I can dig it.
Many, if not most of you dear readers probably played SteamWorld Dig several years ago when it came to the 3DS. If not there, then perhaps one of the ports released on just about every other concurrent digital store at the time. I liked, but did not love, SteamWorld Dig back then, and I have not gone back to it since that initial release. But now, inevitably, Image & Form's original subterranean platformer has been released on the Switch. Have my feelings changed?
Well, sort of. The game’s “overworld” is a vertical shaft which you must dig through via pickaxe or (later) drill bit. The gameplay loop is pretty engaging: pick your way down to a goal area while collecting gemstones of varying values and avoiding or killing enemies. Eventually your bag will be full or your lantern will run out of light, so you’ll have to find your way back up the shaft and emerge in a dusty desert town in which you can trade gemstones for money, and trade money for better equipment.
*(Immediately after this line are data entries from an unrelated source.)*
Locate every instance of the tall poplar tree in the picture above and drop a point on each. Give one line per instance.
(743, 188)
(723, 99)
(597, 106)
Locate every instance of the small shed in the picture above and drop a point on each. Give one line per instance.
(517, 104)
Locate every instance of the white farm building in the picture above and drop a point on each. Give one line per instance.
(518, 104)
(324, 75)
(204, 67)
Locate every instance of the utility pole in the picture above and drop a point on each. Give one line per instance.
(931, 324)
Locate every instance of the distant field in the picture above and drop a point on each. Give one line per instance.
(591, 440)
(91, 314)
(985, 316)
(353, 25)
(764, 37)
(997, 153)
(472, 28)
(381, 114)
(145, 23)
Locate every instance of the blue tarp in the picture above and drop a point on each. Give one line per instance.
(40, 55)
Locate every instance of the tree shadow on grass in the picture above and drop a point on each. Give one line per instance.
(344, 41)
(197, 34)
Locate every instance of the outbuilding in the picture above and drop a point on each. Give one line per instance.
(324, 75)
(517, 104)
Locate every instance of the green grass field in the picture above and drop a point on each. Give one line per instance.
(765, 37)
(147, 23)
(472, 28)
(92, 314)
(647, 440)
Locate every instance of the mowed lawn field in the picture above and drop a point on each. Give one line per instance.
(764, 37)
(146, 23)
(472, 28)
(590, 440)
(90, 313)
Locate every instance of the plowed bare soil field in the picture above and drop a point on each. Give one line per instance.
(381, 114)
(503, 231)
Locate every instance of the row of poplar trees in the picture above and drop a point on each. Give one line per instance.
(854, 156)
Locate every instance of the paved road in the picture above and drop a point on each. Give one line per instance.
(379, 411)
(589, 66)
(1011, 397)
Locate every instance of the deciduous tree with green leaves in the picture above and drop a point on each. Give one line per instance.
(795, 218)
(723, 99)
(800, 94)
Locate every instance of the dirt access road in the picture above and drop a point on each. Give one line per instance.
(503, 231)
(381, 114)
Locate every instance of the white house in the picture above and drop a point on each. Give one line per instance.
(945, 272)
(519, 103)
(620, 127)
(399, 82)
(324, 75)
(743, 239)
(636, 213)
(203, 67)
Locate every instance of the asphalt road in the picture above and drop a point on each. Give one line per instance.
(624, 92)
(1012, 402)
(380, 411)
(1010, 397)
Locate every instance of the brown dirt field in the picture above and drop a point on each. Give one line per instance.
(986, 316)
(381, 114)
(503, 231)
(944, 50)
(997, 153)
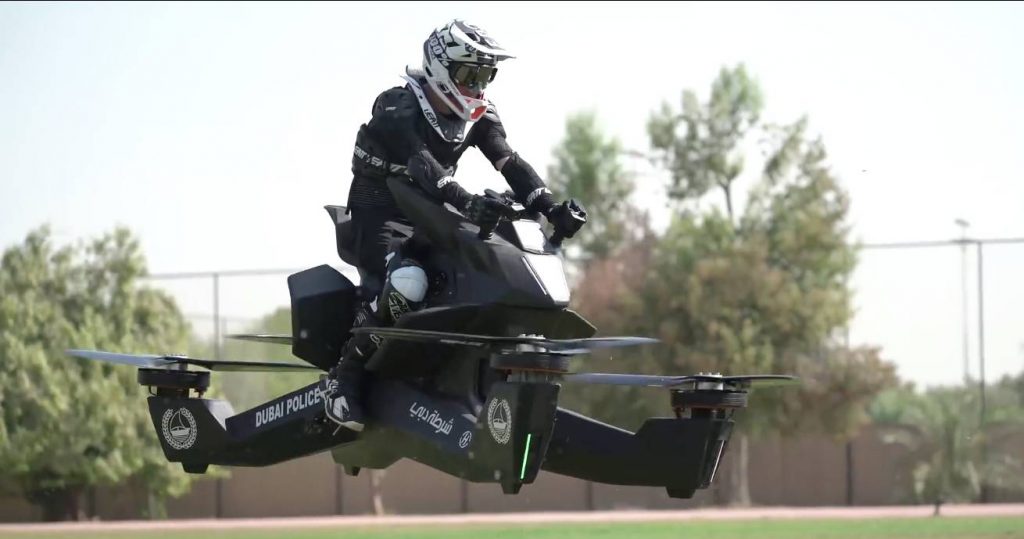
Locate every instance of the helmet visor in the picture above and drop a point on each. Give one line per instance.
(472, 76)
And then back down the shaft you go, using that equipment to carry more gemstones, smash harder rocks, and generally stay down there longer.
Special rooms switch things up from time to time, giving you a puzzle to work through. Many of these shafts include a brand-new part, like running shoes or the aforementioned drill arm. SteamWorld Dig gets some of its DNA from Metroid, but not as much as I’d like. Journeying back to previously-explored rooms will occasionally reward you with a previously-inaccessible gemstone but very rarely more than that.
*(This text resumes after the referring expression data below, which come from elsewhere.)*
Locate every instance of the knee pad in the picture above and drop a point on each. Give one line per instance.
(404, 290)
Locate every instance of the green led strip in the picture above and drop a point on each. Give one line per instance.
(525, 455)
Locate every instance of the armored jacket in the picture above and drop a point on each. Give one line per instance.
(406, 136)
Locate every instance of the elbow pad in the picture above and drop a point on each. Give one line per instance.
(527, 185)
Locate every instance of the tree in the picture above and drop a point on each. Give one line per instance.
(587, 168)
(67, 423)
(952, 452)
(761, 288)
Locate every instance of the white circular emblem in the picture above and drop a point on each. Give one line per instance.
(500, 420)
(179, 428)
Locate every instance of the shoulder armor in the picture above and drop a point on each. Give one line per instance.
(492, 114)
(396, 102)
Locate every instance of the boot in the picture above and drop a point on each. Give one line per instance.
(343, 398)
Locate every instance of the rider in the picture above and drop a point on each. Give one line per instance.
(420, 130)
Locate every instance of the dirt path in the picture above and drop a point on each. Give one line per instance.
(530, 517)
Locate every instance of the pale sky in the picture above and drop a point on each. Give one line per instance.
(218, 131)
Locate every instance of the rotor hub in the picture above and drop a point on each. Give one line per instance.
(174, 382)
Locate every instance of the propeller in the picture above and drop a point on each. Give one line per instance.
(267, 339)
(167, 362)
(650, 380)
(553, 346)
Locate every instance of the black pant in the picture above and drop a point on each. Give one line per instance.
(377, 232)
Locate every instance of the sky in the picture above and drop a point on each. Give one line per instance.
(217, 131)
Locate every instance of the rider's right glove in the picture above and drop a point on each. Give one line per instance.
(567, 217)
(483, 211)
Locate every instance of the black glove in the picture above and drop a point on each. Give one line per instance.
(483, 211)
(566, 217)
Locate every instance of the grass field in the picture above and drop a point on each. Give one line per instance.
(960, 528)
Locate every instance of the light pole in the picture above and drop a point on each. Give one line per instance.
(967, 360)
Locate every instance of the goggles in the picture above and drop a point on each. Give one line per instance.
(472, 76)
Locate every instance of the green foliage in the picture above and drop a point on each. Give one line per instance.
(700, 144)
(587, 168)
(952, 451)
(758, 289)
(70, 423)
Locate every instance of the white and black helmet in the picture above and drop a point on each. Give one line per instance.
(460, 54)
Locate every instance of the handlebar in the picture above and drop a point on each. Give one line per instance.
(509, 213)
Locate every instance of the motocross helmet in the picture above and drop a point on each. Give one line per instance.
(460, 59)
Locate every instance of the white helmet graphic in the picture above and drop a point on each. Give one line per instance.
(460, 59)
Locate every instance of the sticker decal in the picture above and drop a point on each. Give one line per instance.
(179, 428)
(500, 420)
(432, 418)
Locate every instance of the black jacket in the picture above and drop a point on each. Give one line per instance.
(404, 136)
Getting back up the shaft can be kind of tiring, but well-placed teleporters make the journey back to town less arduous. Your part upgrades will cost more and more, and most will eventually require blue orbs (rarely found) as well as cash. I would warn against spending your hard-mined loot on anything disposable or limited use, as you may wind up short on funds for the best stuff later on. The game looks and sounds great on the Switch screen and my TV, for what it’s worth.
My main problem with SteamWorld Dig is that, apart from the puzzle rooms, there’s not a lot of meat on these bones. Second, I recently played (and perhaps you did too) SteamWorld Dig 2, a game that blows its predecessor out of the water in every possible respect. However, it’s interesting to go back to the original after playing its sequel, because you can see how the core gameplay evolved. I like SteamWorld Dig; I just like SteamWorld Dig 2 more and that fact, maybe unfairly, winds up hurting the former. It’s definitely worth playing, though, on whatever system you have that it runs on.